Raleigh set down his scaling knife. “That reminds me. Are you certain there are no new men in town? I thought I saw—” He hesitated. He didn’t want to admit he’d seen Tabitha with a man on the beach. It could ruin her reputation, which would make her an ineligible wife for him, if he wanted to rise to more than just another fisherman in the community, someone worthy of Tabitha. “Someone,” he finished lamely. “We don’t get many strangers about.”
The girls exchanged glances.
“I can’t think of anyone,” Momma said. “No one except for farmers and fishermen who find themselves here for market or even Tabitha’s care.”
“Except for Mr. Cherrett,” Felicity murmured, her eyes half closed, her knife poised in midair.
A glance at Fanny told Raleigh she too was poised as though caught in a dream. Hairs along his arms rose as they had when he saw the man kiss Tabitha.
Raleigh jabbed his knife through the next shad. “Who is Mr. Cherrett?”
“No one appropriate,” Momma snapped. “You girls shouldn’t think about him.”
“But he’s so handsome,” Felicity crooned.
“Those eyes,” Fanny added in a similar tone of adulation.
“Handsome is as handsome does,” Momma clipped out. “Only a terrible deed like gaming debts or worse would get an Englishman with his breeding trapped as a bondsman.”
“A bondsman?” Raleigh set down his knife and put his hands on his hips. “An English bondsman of good breeding? You’re certain?”
“I met a few English aristocrats in Halifax,” Momma pointed out. “I know the accent when I hear it.”
“He has a beautiful way of talking,” Felicity fairly hummed. “So clear. So crisp.”
“It’s possible it’s not his fault he’s a redemptioner.” Fanny gazed into the sun still hovering over the ocean. “Maybe his father lost the family money.”
“And maybe you girls had best get back to work,” Momma admonished. “We’ve bread to bake once this is done. You get to work too, Raleigh, if you aren’t going to sleep. Why the interest in strangers?”

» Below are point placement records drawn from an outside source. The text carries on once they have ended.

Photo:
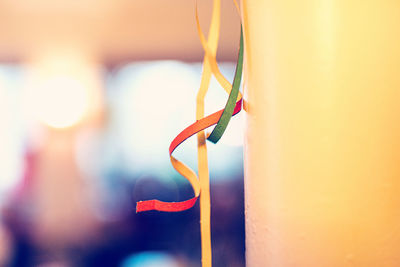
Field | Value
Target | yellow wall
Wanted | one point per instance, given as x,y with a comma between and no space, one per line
322,154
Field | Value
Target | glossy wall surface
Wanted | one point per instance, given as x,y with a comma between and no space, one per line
322,153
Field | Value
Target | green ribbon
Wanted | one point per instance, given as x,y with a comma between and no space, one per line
223,122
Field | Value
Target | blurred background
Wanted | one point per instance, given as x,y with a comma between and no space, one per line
91,94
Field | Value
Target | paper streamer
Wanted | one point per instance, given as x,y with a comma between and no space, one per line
220,118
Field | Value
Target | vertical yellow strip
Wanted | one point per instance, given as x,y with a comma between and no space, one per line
205,208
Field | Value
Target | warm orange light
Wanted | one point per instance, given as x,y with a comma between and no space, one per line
60,88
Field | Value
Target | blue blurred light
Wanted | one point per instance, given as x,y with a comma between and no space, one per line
150,259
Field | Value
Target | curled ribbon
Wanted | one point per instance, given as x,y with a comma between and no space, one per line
220,118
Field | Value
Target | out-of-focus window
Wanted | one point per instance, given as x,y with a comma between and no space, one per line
11,129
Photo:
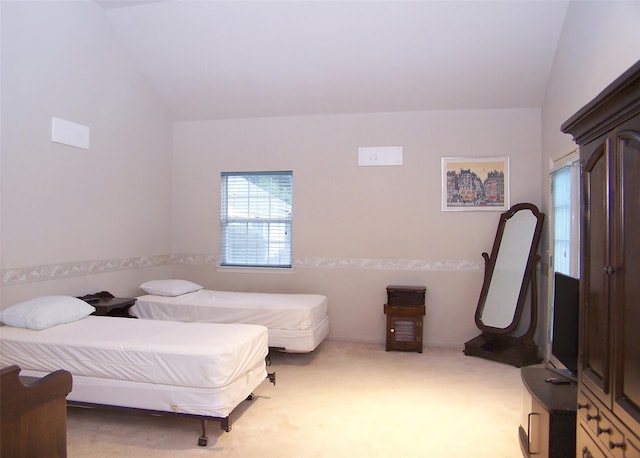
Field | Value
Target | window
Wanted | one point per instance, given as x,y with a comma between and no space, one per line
563,224
255,219
564,214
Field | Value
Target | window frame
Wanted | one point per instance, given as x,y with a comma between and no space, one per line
266,223
571,159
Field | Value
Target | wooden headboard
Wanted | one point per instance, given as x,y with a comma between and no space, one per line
33,414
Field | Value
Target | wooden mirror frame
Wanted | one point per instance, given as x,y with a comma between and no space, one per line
496,342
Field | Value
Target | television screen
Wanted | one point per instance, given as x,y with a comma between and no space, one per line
564,343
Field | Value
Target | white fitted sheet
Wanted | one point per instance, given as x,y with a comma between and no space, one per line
296,322
197,355
213,402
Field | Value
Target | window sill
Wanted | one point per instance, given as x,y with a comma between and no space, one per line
255,270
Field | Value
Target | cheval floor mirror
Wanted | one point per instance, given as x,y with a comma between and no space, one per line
509,278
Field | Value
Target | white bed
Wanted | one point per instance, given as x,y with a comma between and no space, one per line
200,369
297,323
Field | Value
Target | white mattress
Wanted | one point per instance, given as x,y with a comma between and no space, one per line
197,355
296,322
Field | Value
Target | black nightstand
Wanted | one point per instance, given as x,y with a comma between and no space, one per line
107,305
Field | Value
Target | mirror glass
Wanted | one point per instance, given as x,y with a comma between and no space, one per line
503,293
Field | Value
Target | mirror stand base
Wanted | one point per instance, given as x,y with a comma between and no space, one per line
517,351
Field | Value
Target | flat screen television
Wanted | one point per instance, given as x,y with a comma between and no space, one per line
564,336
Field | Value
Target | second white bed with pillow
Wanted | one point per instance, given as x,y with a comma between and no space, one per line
296,322
201,369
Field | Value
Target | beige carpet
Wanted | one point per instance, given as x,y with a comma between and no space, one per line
343,400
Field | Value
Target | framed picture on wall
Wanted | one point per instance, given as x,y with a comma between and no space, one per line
475,183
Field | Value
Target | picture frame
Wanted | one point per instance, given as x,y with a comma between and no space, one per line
475,183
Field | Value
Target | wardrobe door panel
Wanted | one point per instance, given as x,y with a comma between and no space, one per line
595,360
626,284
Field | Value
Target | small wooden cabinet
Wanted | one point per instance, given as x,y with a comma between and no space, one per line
108,305
405,312
548,428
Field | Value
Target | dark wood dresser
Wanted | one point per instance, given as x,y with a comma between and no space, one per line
608,132
405,312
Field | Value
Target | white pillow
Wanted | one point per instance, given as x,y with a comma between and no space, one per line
46,311
171,287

Raleigh shrugged and set to work again. “As I said, I thought I saw one. What does this Cherrett fellow look like?”
The twins sighed.
“You shouldn’t have asked.” Momma cast her daughters a half-annoyed, half-amused glance. “He’s too good-looking for the peace of mind of any mother in Seabourne or mistress of a female servant. A few inches taller than you, but not as broad in the shoulders, and he wears his hair long. He’s serving mainly as Mayor Kendall’s butler, so he wears his hair powdered.”